Sunday, May 22, 2011

Inspiration from a woman philanthropist's urban oasis in Boston


With AL in town from LA, I decided to join her in some sightseeing in my own city. I tagged along to the Isabella Stewart Gardner Museum, wanting to find some inspiration. So glad I did. This gem in the city seems to attract women of all ages who are looking for a little bit of inspiration.

Isabella Stewart Gardner (1840-1924) was a philanthropist, traveler, and lover of the arts-- in addition to being independently wealthy.
This was a woman who was traveling to places as far away as Turkey and Japan in the late 1800's. With her money, she filled her house with art and designs from her travels around the world, and the result is an amazing 3-story house, centered with a Mediterranean oasis-like courtyard, and decorated with collections from her travels from around the world. She was even hosting concerts in her home and entertaining friends like famous painter John Singer Sargent.

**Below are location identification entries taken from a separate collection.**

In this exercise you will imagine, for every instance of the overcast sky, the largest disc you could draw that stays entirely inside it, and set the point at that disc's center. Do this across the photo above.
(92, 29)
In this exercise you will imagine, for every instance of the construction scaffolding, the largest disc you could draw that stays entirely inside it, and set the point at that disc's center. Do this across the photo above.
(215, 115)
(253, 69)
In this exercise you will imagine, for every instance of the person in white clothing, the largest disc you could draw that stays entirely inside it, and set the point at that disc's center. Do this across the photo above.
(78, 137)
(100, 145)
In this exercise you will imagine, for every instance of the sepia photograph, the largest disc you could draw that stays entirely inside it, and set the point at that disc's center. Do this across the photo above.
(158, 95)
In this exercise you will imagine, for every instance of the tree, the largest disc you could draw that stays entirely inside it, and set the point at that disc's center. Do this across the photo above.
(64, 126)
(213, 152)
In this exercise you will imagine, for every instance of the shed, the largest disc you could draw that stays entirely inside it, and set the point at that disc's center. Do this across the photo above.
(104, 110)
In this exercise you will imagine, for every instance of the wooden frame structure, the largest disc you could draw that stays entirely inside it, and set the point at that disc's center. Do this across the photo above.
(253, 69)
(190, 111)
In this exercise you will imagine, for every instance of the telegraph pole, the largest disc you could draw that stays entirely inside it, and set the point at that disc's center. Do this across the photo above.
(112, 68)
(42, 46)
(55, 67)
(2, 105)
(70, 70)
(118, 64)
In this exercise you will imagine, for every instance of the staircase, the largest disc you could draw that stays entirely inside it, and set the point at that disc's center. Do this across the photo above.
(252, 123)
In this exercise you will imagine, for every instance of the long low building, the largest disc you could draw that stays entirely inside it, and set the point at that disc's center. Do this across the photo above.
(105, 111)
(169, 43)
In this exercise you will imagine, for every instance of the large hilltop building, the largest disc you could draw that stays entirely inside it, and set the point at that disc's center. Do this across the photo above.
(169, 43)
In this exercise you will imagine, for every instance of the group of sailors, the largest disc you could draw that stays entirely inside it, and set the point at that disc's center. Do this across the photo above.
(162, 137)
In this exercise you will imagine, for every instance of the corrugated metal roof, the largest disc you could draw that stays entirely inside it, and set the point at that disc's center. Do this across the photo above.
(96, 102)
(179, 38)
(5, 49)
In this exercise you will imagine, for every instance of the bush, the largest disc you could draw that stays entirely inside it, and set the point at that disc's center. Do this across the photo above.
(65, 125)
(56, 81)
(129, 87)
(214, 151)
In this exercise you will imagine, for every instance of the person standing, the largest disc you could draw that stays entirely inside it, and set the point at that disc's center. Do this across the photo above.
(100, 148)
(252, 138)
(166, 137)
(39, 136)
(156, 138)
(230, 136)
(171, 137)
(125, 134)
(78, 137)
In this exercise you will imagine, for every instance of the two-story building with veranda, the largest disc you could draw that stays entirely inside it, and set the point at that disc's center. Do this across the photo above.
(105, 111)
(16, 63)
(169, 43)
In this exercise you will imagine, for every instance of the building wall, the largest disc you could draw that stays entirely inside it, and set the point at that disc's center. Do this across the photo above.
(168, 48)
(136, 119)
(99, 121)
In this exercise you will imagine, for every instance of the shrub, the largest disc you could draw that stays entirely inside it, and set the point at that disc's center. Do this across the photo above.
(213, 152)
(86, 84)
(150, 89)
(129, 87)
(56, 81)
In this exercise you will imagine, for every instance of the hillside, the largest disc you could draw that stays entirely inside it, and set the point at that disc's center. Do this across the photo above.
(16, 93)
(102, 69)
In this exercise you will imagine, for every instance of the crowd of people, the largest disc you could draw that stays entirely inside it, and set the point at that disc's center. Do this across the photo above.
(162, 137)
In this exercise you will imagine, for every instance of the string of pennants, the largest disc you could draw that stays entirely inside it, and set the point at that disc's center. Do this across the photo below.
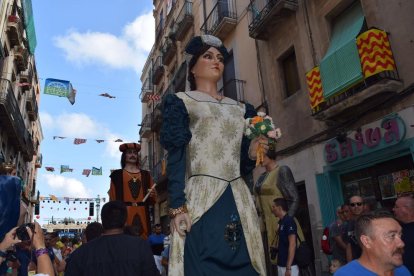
(86, 172)
(78, 141)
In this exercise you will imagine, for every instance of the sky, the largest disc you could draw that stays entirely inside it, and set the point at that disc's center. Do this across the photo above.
(100, 46)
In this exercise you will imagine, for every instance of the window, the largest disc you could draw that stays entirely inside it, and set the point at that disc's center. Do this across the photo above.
(290, 74)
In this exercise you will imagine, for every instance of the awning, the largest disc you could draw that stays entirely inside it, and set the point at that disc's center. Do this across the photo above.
(341, 67)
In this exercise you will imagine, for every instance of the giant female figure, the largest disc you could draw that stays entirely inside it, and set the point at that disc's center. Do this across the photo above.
(215, 228)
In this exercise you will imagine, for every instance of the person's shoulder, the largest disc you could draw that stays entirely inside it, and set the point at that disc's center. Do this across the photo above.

The entire experience was so charming, it was easy to feel enchanted by the Mediterranean vibe, the beautiful works of art, the mystique of this charismatic woman and her famous friends, and the worldliness of her life and being.

I was like a am with a belly full of a meal from a sufficiently hole-in-the-wall restaurant well-reviewed on a prominent restaurant review site.

Full on the idea of what society says is charming, socially beneficent, and also beautiful? I was, shamelessly so.

But perhaps that's only because society says that ISG's house is all those wonderful things today. In society then, how many other women philanthropists were there? It seems like ISG did something before it was a thing-- creating a museum of her house, from of her travels-- as a woman-- around the world.

The experience enchanted me enough to remind me to always foster my hobbies and passions. I got the inspiration I was looking for. And beyond that, it also inspired me to even do the things that don't even really exist as things today... no matter how weird, dorky, cooky, or awfully bad I am at them.